徒然草−日々思う、あんなこと、こんなこと。−

*七十七段*<想い出の断層−33−>2008.3.31

 憧れの音楽でこの文を書くと、どうしても中学生や高校生の時にあこがれた曲になってしまう。その音源はラジオ、白黒のテレビ、そしてレコードだ。憧れの音楽と想い出の断層が交錯してくるのも仕方がないかも・・・と思う。

 音源がそれだけしかなかった。オーディオでいうとアンプがまだ真空管のアンプの頃なのだ。出力用の真空管を秋葉原に買いに行き、自分で真空管を変えたこともある。スイッチを入れても真空管が温まるまで時間がかかるし、熱も発する。それに重い。

 そうだ。鉱石ラジオという物もあった。スピーカから音を出す出力はなく、イヤフォンで聴いていた。周波数を合わせるための部品がバリコンという、アコーディオンの蛇腹を小型にしたような金属の部分を扇のように動かして放送局を選ぶ。これも秋葉原まで部品を買いに行った。

 懐かしくもあるが、しかし音源もお金も貧しかった。そこでどうしても中波のラジオ放送に頼るしかなくなる。レコードは25センチのモノラルレコードが千円だった。30センチのLPレコードになると千五百円から二千円だ。いまの、物価での千円、二千円とは貨幣価値が違う。月に一枚レコードを買うと、小遣いがゼロになってしまう。だからお年玉でレコードを買うしかない。思い出すと悲しくもあり懐かしくもあるというのが正解だ。

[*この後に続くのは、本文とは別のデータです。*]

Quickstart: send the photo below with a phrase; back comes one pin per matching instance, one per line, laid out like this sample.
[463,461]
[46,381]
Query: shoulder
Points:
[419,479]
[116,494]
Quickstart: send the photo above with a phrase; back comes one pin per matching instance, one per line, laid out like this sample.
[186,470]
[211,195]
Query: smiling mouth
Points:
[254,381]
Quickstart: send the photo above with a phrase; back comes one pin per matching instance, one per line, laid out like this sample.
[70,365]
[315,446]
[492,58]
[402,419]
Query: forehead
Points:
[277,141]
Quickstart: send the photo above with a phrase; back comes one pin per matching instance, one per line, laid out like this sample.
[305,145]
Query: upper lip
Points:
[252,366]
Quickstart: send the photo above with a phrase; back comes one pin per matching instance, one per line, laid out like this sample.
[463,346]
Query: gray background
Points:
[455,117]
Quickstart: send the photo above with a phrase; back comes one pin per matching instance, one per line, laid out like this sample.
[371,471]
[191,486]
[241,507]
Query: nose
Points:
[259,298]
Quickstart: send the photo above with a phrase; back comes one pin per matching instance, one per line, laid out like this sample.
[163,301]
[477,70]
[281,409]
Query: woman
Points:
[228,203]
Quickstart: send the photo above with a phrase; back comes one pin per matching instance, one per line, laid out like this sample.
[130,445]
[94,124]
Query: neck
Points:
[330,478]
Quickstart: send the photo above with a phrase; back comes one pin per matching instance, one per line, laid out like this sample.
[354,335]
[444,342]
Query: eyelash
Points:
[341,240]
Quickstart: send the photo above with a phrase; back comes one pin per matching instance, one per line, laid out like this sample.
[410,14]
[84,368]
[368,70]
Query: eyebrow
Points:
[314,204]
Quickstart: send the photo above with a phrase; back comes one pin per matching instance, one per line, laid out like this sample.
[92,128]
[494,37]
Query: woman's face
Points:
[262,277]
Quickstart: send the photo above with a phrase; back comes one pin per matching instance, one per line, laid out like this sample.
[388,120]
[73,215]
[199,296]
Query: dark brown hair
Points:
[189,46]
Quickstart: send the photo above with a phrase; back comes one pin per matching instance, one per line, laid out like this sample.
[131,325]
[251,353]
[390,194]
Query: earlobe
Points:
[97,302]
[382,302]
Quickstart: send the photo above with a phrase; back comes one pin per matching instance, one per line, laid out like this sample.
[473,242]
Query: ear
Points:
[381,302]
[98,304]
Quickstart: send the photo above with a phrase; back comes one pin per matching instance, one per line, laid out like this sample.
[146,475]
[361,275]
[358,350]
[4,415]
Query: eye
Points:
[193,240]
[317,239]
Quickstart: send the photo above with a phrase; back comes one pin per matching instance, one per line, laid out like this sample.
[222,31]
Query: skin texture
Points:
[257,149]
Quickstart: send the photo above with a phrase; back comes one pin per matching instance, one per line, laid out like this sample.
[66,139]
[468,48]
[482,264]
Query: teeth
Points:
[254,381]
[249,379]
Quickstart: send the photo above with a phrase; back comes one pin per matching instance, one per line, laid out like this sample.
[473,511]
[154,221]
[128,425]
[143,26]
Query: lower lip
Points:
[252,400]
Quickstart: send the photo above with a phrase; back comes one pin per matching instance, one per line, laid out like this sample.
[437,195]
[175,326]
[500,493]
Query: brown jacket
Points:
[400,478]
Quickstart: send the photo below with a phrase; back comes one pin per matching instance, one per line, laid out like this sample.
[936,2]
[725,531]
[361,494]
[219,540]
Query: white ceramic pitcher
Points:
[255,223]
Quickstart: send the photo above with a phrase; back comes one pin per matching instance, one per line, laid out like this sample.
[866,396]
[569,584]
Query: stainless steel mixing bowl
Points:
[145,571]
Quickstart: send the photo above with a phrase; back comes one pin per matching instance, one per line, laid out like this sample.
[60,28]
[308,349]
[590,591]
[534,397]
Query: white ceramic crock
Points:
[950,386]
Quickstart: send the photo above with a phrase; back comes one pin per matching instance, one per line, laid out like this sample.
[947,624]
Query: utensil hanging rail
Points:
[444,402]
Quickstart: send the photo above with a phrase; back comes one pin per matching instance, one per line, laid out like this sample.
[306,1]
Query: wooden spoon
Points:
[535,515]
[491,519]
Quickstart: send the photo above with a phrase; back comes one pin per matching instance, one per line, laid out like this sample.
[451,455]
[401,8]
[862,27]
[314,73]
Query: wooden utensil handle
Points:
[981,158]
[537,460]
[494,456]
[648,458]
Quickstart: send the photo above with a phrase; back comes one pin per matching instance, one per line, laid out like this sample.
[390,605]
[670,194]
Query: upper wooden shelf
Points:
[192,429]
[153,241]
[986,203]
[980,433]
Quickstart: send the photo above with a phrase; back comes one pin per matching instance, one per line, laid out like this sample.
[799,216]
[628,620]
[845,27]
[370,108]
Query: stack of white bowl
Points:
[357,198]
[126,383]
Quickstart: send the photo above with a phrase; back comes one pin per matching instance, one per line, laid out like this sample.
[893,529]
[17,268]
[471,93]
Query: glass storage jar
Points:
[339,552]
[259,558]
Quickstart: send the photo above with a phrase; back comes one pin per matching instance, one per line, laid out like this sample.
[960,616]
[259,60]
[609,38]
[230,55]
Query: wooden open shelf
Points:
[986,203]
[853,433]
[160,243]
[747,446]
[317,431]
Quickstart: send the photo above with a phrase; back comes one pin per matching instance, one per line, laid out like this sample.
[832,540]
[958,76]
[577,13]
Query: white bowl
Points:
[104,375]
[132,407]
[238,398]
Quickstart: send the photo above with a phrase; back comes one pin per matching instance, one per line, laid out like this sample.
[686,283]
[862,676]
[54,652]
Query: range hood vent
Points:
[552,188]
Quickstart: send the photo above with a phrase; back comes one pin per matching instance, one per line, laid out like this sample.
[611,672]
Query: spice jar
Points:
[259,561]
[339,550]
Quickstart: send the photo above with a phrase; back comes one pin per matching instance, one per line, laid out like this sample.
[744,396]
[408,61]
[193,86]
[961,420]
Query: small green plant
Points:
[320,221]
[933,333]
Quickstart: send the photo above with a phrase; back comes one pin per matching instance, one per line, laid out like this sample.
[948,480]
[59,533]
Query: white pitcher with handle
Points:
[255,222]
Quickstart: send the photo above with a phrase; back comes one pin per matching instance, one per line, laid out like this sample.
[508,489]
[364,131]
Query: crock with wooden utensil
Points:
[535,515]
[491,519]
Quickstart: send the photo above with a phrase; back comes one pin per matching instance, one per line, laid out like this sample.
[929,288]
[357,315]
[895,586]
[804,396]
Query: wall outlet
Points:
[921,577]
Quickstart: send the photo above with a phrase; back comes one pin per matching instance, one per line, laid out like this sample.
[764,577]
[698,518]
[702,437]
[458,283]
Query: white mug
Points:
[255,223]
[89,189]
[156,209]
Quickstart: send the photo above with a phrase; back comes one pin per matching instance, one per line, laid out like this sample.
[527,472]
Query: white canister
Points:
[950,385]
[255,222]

 今は、音源が豊富だ。いまの子どもや若い世代の人がうらやましい。私はオーディオの知識も書店の立ち読みで得ていた。書店ではなく本屋と言っていた。月刊誌「音楽の友」ももっぱら立ち読みだ。思い出すと「音楽の友」や「ディスク」といった音楽月刊誌を本屋で立ち読みできたということは、常時本屋に置いてあったということだ。それも都内の有名書店でない本屋で。それは結構すごいことかも知れない。今、中規模の書店では「音楽の友」も立ち読みができないかも知れない。つまり在庫を置いてないかも知れないからだ。

 CDも近くのCD、DXDショップではクラシック音楽の枚数が極端に少ない。それこそクラシック名曲ベスト10に入る曲くらいだ。

 機器はどんどん進化し、そのうちに音楽を聴く方法がCDやМDではなく、ネットの配信ですべてが賄えるようになるのだろう。しかし、クラシック音楽の好きな人の年齢はずっと上がり、上がるのは良いとしても、若い人のクラシック愛好者の人数は減る傾向を歩むのだろうか。心配だ。ひとつの希望は、都内に増えた音楽専用ホールの音の素晴らしさだ。音楽専用のホールは全国に増えたといってよい。しかも、ほとんどが残響に配慮した音響設計がされている。多目的ホールの限界がようやく認知されたのが10年から15年くらい前からだ。響きの心地よいホールで聴く生演奏の素晴らしさを、ぜひ若い人に味わってほしい。音響装置を使った音とは違う、人の息遣いが聴こえるような「生」の音を。